[gates] OOM failures on CI

Bug #1623394 reported by Timur Nurlygayanov
50
This bug affects 7 people
Affects Status Importance Assigned to Milestone
Fuel for OpenStack
Fix Committed
High
Fuel Sustaining
Mitaka
Fix Committed
High
Fuel Sustaining

Bug Description

The gates are broken, example:

https://review.openstack.org/#/c/369427/3/

in the logs we can see the following error:

2016-09-14T06:26:54.030000+00:00 warning: [ 2687.871970] nova-api invoked oom-killer: gfp_mask=0x24201ca, order=0, oom_score_adj=0
2016-09-14T06:26:54.030367+00:00 err: [ 2687.872346] Out of memory: Kill process 411 (mysqld) score 45 or sacrifice child
2016-09-14T06:26:54.030367+00:00 err: [ 2687.872419] Killed process 411 (mysqld) total-vm:2547180kB, anon-rss:115368kB, file-rss:0kB

The root of the issue:
We discussed the issue with Maksim Malchuk and he suggested to increase the size of RAM on controller nodes in this job to make gate more stable.

Note:
We need to review all gates where we run BVT/SWARM tests and make sure we increase the RAM size for all of them to avoid random false-negative fails.

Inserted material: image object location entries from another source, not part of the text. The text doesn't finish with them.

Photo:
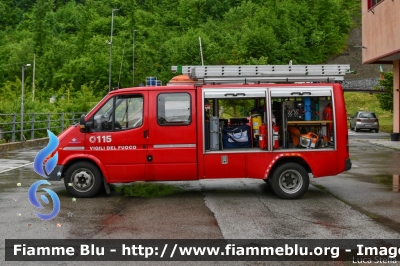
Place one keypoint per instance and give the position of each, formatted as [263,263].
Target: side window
[128,112]
[173,109]
[119,113]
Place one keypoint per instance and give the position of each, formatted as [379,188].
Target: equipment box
[214,133]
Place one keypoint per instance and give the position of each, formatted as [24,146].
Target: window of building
[173,109]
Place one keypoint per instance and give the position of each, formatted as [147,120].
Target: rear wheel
[83,180]
[290,181]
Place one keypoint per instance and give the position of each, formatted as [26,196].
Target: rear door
[118,138]
[172,146]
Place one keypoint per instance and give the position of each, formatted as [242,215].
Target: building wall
[381,37]
[380,29]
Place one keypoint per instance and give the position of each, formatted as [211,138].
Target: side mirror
[85,127]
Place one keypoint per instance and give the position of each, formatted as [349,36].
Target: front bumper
[56,174]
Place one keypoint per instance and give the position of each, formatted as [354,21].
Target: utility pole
[22,101]
[133,58]
[112,26]
[33,78]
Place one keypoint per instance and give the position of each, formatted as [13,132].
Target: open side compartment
[305,117]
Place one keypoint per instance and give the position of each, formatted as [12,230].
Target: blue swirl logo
[44,163]
[32,198]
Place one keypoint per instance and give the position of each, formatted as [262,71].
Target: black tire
[290,181]
[83,180]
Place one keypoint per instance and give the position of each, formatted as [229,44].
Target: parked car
[364,120]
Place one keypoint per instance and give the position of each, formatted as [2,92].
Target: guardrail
[34,125]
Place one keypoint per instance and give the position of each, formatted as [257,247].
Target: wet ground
[361,203]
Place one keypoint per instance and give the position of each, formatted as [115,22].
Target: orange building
[381,42]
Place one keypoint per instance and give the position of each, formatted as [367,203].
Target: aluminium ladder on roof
[264,73]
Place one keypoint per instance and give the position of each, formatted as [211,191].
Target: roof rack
[264,73]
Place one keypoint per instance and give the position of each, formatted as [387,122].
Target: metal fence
[34,125]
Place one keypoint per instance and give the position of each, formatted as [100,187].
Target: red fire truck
[278,123]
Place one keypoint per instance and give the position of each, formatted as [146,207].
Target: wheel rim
[290,181]
[82,180]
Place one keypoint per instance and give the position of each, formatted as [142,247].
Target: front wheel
[83,180]
[290,181]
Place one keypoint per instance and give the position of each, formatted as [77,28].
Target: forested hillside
[70,40]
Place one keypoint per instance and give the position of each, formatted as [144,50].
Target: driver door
[118,138]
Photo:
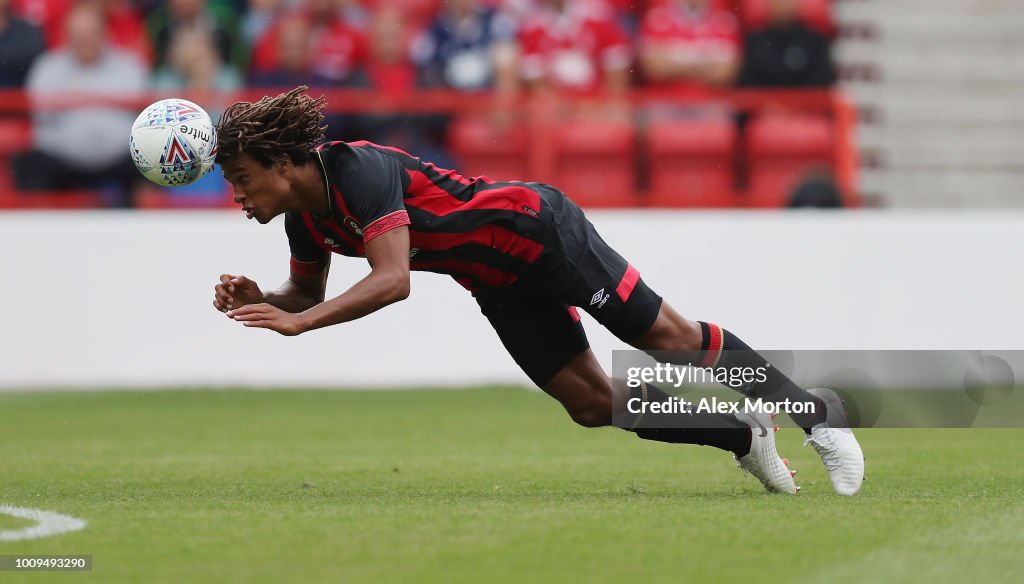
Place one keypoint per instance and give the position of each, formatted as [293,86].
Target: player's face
[263,193]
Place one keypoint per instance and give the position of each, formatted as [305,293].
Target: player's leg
[708,344]
[636,315]
[592,400]
[547,340]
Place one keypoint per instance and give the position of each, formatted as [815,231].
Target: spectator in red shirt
[338,47]
[124,26]
[20,43]
[689,43]
[213,18]
[576,45]
[389,69]
[294,54]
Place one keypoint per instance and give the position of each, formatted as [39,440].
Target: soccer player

Also failed tests due to out of memory issue:

https://ci.fuel-infra.org/job/master.puppet-openstack.fuel-library.pkgs.ubuntu.smoke_neutron/4628

https://product-ci.infra.mirantis.net/view/10.0/job/10.0.main.ubuntu.smoke_neutron/656/
https://product-ci.infra.mirantis.net/view/10.0/job/10.0.main.ubuntu.smoke_neutron/652/

https://ci.fuel-infra.org/job/master.puppet-openstack.fuel-library.pkgs.ubuntu.smoke_neutron/4678/
https://ci.fuel-infra.org/job/master.puppet-openstack.fuel-library.pkgs.ubuntu.smoke_neutron/4683/
https://ci.fuel-infra.org/job/master.puppet-openstack.fuel-library.pkgs.ubuntu.smoke_neutron/4681/
https://ci.fuel-infra.org/job/master.puppet-openstack.fuel-library.pkgs.ubuntu.smoke_neutron/4679/

https://ci.fuel-infra.org/job/master.puppet-openstack.fuel-library.pkgs.ubuntu.smoke_neutron/4695/

Tags: area-ci
description: updated
tags: added: area-ci
Changed in fuel:
assignee: nobody → Fuel CI (fuel-ci)
importance: Undecided → High
Revision history for this message
Nastya Urlapova (aurlapova) wrote :

We mustn't increase RAM for tests! First step is check that gate use *23 version of MySQL, second - investigate a real cause of failure.

Revision history for this message
Roman Vyalov (r0mikiam) wrote :

please update the iso on the fuel-ci

summary: - The gates are broken: need to increase the size of RAM, MySQL crashed
+ [gates] Cluster is not deployed: some nodes are in the Error state
Revision history for this message
Roman Vyalov (r0mikiam) wrote : Re: [gates] Cluster is not deployed: some nodes are in the Error state

for stabel/mitaka yesterday we downgraded the mysql version, and now we are updating the iso on fuel-ci.

but for master you can discuss with qa team about the memory on hw and etc

Revision history for this message
Nastya Urlapova (aurlapova) wrote :

Roman, we should downgrade the version of package in both master and stable.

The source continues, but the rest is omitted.